It could be several days before the cause of a fire that gutted a listed building in Cork city is known.
A garda forensic team has not yet been allowed inside the former Good Shepherd Convent because of fears that the structure is unstable.
Engineers have been assessing the building at Sunday’s Well amid concerns that it will have to be demolished and a decision on access is expected in the coming days.
The site remains cordoned off and the scene preserved.
Gardaí say they are keeping an open mind as to the cause of the fire, but have appealled to anyone who may have noticed anything suspicious in the area in the 24 hours leading up to the outbreak of the fire, to contact them.
Another major fire gutted a section of the building in 2003, and there have been many complaints to local gardaí and the city council of anti-social behaviour on the site.

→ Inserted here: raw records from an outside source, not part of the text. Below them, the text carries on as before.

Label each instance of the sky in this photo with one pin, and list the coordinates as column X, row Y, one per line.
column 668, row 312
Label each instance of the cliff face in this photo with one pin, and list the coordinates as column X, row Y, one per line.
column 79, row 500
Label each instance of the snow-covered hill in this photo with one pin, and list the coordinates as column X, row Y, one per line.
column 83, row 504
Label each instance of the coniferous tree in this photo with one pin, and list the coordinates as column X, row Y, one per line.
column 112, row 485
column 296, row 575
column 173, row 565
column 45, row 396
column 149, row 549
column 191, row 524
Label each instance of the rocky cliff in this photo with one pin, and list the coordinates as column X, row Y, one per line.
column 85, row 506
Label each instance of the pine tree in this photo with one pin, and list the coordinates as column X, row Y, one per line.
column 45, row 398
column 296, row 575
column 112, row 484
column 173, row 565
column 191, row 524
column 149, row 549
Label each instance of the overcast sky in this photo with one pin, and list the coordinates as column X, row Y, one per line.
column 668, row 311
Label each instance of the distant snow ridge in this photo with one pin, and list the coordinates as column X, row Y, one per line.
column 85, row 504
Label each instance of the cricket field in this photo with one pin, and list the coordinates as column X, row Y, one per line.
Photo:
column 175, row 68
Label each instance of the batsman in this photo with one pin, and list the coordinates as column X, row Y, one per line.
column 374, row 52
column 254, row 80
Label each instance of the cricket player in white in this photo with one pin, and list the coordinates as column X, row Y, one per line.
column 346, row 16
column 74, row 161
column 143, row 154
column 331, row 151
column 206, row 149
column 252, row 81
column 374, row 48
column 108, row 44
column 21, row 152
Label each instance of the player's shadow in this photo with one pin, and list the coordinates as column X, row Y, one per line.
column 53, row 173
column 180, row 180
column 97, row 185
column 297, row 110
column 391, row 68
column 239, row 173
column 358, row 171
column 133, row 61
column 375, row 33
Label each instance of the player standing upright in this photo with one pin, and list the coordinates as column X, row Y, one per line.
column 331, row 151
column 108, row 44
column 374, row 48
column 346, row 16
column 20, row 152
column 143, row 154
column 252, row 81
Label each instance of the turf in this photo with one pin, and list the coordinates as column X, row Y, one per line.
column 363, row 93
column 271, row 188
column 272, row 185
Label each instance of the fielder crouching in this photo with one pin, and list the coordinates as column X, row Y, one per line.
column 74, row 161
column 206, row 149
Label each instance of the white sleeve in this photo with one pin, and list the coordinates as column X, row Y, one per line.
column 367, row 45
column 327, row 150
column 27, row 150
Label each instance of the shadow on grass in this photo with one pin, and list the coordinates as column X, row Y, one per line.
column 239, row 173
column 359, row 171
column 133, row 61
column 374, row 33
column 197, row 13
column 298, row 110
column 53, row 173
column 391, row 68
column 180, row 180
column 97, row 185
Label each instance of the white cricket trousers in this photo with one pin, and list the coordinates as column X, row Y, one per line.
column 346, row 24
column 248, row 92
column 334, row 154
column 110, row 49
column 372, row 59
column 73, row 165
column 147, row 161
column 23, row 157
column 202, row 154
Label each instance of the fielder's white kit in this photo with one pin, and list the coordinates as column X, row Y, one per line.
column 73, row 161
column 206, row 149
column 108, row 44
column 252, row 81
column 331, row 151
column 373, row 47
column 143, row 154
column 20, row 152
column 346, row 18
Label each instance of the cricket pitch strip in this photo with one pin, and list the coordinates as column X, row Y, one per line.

Last October, Cork City Council issued a derelict sites notice setting out the owner's responsibilities, with specific reference to site security.
KPMG, who are managing the site on behalf of owners Ulster Bank, confirmed it is liaising closely with the emergency services, the council and the security firm appointed to oversee the site.
Meanwhile, the Lord Mayor of Cork, Councillor John Buttimer has described the blaze as a "wake up" call for how local authorities manage derelict sites.
He is calling on Minister for the Environment Phil Hogan to carry out a review of derelict sites legislation to increase councils' powers to tackle similar sites.